It’s a slow news week and I’m temporarily out of outrageous opinions, so here are my recollections of being down and out in Southeast Asia in 1972. Apologies to George Orwell, with whom I am not attempting to compete. I would not dare.

It took me three months—late June to late September—of pick-up work teaching English in Bangkok to scrape together the airfare back to my base of operations in Hong Kong, where I had friends and where, as a British citizen, I could stay as long as I pleased without permits or visas.

It was a rough three months. At a couple of points in those Bangkok days I was hungry—a thing which, if you ever experience it, you don’t soon forget. I arrived back in Hong Kong looking like “a bag of bones,” according to one sympathetic friend.

It didn’t help that I couldn’t afford the bribe fee (10,000 baht, i.e., $250) for a proper Thai residence permit. All I could afford were one-month visas. At the end of each month I took a ten-hour bus ride up to the border with Laos, got ferried across the Mekong in what I remember as a dugout canoe (though it can’t possibly have been that primitive), hitched a ride into the nation’s capital Vientiane, and went to the Thai embassy to apply for a new one-month Thai visa.

The visa took three or four days to process, during which I’d lodge at the bungalows, a collection of huts a mile or so outside Vientiane occupied mainly by foreign hippies—predominantly Australians—and random ne’er-do-wells such as myself.

“As bohemian as these adventures may sound in the telling, there were limits to how deep I was willing to venture into Bohemia.”

(That haircut notwithstanding, I never considered myself a hippie. I nursed, and still nurse, a strong dislike of hippies and hippiedom. Hippies of the middle, upper-middle, and rich classes were big children unacquainted with any kind of work or responsibility. Low-class hippies were generally rogues, if not psychopaths. Such, at any rate, was my experience.)

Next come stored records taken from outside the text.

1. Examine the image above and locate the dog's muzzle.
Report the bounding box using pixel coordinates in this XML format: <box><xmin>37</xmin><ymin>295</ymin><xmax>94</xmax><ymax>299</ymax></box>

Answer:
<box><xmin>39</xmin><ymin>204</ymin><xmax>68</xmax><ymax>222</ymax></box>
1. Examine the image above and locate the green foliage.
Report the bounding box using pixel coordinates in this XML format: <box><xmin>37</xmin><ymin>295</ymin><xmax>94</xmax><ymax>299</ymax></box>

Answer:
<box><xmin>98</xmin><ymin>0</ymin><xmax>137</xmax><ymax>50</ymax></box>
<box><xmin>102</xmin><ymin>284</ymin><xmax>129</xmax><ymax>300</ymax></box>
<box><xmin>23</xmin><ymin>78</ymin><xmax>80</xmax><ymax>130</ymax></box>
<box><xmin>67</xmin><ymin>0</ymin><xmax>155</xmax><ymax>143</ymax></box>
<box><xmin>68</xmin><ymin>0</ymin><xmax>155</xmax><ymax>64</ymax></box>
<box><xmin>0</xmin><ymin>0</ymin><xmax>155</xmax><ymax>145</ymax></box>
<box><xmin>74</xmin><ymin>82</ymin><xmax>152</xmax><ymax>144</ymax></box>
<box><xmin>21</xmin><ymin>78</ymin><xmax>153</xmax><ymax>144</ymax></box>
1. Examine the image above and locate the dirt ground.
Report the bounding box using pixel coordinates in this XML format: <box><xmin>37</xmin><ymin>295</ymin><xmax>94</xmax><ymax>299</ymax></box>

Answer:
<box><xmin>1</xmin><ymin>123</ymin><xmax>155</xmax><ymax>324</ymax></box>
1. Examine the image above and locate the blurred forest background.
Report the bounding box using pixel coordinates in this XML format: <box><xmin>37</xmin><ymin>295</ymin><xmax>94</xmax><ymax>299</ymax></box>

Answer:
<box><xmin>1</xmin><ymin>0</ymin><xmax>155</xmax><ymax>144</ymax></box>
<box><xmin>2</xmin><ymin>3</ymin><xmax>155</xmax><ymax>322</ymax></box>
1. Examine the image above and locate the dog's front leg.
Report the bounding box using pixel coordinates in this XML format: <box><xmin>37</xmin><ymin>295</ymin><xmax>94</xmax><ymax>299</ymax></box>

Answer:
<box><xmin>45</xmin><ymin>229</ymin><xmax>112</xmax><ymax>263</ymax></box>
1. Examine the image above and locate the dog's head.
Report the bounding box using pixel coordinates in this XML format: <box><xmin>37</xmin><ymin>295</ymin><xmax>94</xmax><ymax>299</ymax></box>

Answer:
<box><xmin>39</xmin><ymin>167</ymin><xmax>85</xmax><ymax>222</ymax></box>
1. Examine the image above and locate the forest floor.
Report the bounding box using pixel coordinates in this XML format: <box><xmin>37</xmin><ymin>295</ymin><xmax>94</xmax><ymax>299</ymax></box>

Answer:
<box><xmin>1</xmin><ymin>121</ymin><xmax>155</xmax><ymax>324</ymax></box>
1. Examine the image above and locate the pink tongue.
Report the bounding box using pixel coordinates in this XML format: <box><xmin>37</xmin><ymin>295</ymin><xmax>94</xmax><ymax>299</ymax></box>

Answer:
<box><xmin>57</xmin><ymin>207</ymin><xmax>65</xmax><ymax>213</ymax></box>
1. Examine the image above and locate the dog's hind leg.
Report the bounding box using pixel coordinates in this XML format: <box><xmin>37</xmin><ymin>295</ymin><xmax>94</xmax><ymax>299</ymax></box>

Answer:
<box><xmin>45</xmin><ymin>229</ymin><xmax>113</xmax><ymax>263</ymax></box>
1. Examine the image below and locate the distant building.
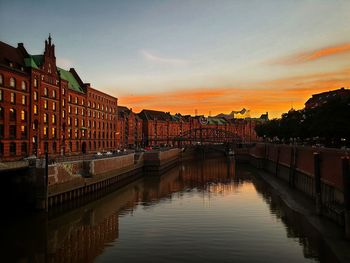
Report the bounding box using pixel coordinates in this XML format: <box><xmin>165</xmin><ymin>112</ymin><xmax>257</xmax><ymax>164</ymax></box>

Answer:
<box><xmin>117</xmin><ymin>106</ymin><xmax>142</xmax><ymax>149</ymax></box>
<box><xmin>305</xmin><ymin>87</ymin><xmax>350</xmax><ymax>109</ymax></box>
<box><xmin>0</xmin><ymin>37</ymin><xmax>118</xmax><ymax>160</ymax></box>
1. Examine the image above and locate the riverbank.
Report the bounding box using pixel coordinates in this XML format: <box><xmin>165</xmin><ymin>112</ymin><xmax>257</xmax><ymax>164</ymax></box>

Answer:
<box><xmin>249</xmin><ymin>165</ymin><xmax>350</xmax><ymax>263</ymax></box>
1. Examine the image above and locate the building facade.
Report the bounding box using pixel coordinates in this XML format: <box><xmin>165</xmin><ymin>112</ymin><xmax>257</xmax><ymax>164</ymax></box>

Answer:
<box><xmin>0</xmin><ymin>37</ymin><xmax>118</xmax><ymax>160</ymax></box>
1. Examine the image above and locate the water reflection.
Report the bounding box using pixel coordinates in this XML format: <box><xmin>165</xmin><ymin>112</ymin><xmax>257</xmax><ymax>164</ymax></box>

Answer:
<box><xmin>0</xmin><ymin>157</ymin><xmax>337</xmax><ymax>263</ymax></box>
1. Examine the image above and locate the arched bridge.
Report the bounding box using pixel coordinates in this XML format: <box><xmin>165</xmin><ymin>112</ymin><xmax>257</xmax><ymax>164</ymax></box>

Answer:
<box><xmin>174</xmin><ymin>128</ymin><xmax>242</xmax><ymax>144</ymax></box>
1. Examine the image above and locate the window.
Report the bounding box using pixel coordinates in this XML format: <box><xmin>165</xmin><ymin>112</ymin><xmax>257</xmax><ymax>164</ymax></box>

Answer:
<box><xmin>0</xmin><ymin>74</ymin><xmax>3</xmax><ymax>85</ymax></box>
<box><xmin>68</xmin><ymin>128</ymin><xmax>71</xmax><ymax>138</ymax></box>
<box><xmin>34</xmin><ymin>78</ymin><xmax>38</xmax><ymax>87</ymax></box>
<box><xmin>52</xmin><ymin>102</ymin><xmax>56</xmax><ymax>111</ymax></box>
<box><xmin>81</xmin><ymin>119</ymin><xmax>84</xmax><ymax>126</ymax></box>
<box><xmin>68</xmin><ymin>105</ymin><xmax>71</xmax><ymax>113</ymax></box>
<box><xmin>74</xmin><ymin>118</ymin><xmax>78</xmax><ymax>126</ymax></box>
<box><xmin>9</xmin><ymin>125</ymin><xmax>16</xmax><ymax>138</ymax></box>
<box><xmin>75</xmin><ymin>129</ymin><xmax>78</xmax><ymax>138</ymax></box>
<box><xmin>62</xmin><ymin>88</ymin><xmax>65</xmax><ymax>95</ymax></box>
<box><xmin>10</xmin><ymin>77</ymin><xmax>16</xmax><ymax>88</ymax></box>
<box><xmin>0</xmin><ymin>124</ymin><xmax>4</xmax><ymax>138</ymax></box>
<box><xmin>21</xmin><ymin>110</ymin><xmax>26</xmax><ymax>121</ymax></box>
<box><xmin>75</xmin><ymin>107</ymin><xmax>78</xmax><ymax>115</ymax></box>
<box><xmin>33</xmin><ymin>105</ymin><xmax>38</xmax><ymax>115</ymax></box>
<box><xmin>68</xmin><ymin>95</ymin><xmax>71</xmax><ymax>102</ymax></box>
<box><xmin>82</xmin><ymin>99</ymin><xmax>85</xmax><ymax>106</ymax></box>
<box><xmin>62</xmin><ymin>99</ymin><xmax>65</xmax><ymax>106</ymax></box>
<box><xmin>43</xmin><ymin>113</ymin><xmax>48</xmax><ymax>124</ymax></box>
<box><xmin>51</xmin><ymin>127</ymin><xmax>56</xmax><ymax>138</ymax></box>
<box><xmin>21</xmin><ymin>125</ymin><xmax>27</xmax><ymax>138</ymax></box>
<box><xmin>44</xmin><ymin>100</ymin><xmax>48</xmax><ymax>109</ymax></box>
<box><xmin>0</xmin><ymin>89</ymin><xmax>2</xmax><ymax>101</ymax></box>
<box><xmin>88</xmin><ymin>101</ymin><xmax>91</xmax><ymax>107</ymax></box>
<box><xmin>33</xmin><ymin>91</ymin><xmax>38</xmax><ymax>101</ymax></box>
<box><xmin>10</xmin><ymin>143</ymin><xmax>16</xmax><ymax>155</ymax></box>
<box><xmin>9</xmin><ymin>108</ymin><xmax>16</xmax><ymax>121</ymax></box>
<box><xmin>52</xmin><ymin>90</ymin><xmax>56</xmax><ymax>98</ymax></box>
<box><xmin>21</xmin><ymin>81</ymin><xmax>26</xmax><ymax>90</ymax></box>
<box><xmin>68</xmin><ymin>117</ymin><xmax>71</xmax><ymax>125</ymax></box>
<box><xmin>82</xmin><ymin>109</ymin><xmax>84</xmax><ymax>116</ymax></box>
<box><xmin>10</xmin><ymin>92</ymin><xmax>15</xmax><ymax>104</ymax></box>
<box><xmin>43</xmin><ymin>126</ymin><xmax>48</xmax><ymax>137</ymax></box>
<box><xmin>44</xmin><ymin>87</ymin><xmax>48</xmax><ymax>96</ymax></box>
<box><xmin>62</xmin><ymin>110</ymin><xmax>65</xmax><ymax>118</ymax></box>
<box><xmin>21</xmin><ymin>142</ymin><xmax>27</xmax><ymax>154</ymax></box>
<box><xmin>22</xmin><ymin>95</ymin><xmax>26</xmax><ymax>105</ymax></box>
<box><xmin>52</xmin><ymin>114</ymin><xmax>56</xmax><ymax>124</ymax></box>
<box><xmin>0</xmin><ymin>107</ymin><xmax>3</xmax><ymax>120</ymax></box>
<box><xmin>75</xmin><ymin>97</ymin><xmax>78</xmax><ymax>104</ymax></box>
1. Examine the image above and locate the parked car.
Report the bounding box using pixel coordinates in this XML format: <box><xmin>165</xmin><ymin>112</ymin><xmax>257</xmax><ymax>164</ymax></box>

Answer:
<box><xmin>96</xmin><ymin>152</ymin><xmax>102</xmax><ymax>156</ymax></box>
<box><xmin>105</xmin><ymin>151</ymin><xmax>113</xmax><ymax>155</ymax></box>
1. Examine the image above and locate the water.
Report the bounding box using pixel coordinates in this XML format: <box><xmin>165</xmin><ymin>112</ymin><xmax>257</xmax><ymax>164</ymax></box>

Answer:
<box><xmin>0</xmin><ymin>157</ymin><xmax>336</xmax><ymax>263</ymax></box>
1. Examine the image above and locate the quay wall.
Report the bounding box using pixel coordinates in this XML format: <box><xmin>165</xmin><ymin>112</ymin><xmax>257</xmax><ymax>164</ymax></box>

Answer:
<box><xmin>245</xmin><ymin>143</ymin><xmax>349</xmax><ymax>225</ymax></box>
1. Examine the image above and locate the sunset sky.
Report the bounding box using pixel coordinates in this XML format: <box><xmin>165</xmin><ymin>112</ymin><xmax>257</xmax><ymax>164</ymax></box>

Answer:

With the USAF’s assistance, Laos was earning its title as the most-bombed nation ever. Vientiane itself was not on the target lists. The bombing was going on further east and south to interdict traffic on the Ho Chi Minh trail. I never heard a detonation myself, but the more seasoned bungalow-dwellers used to say that when Xiangkhouang (the next-door province to Vientiane and home to the famous Plain of Jars) was being hammered earlier in the war, you could hear the distant thud of the bombs in still weather.

The main evidence of the war for a visitor to Vientiane was as follows.

(1) The city’s small number of bars and restaurants had a mostly American clientele. These were burly guys in slacks and short-sleeved shirts who would casually tell you over a drink that they were “with the Agency,” i.e., the CIA, probably assuming that any other clean-shaven adult male round-eye was similarly employed. What else would any non-crazy non-hippie be doing in Laos? Laos was an ex-French colony and the restaurants were surprisingly good. The bars had some outré floor shows.

(2) Occasional units of the Royal Lao Army could be seen drilling shambolically behind chain-link fences or marching on the roads as one walked into the city. The average age of enlisted men looked to be about thirteen, their uniforms comically ill fitting, their stated duty being to defend Laos’s perfectly fictional neutrality.

(3) The bungalows, as well as the aforementioned bars and anywhere else catering to foreigners, were much frequented by young refugee girls.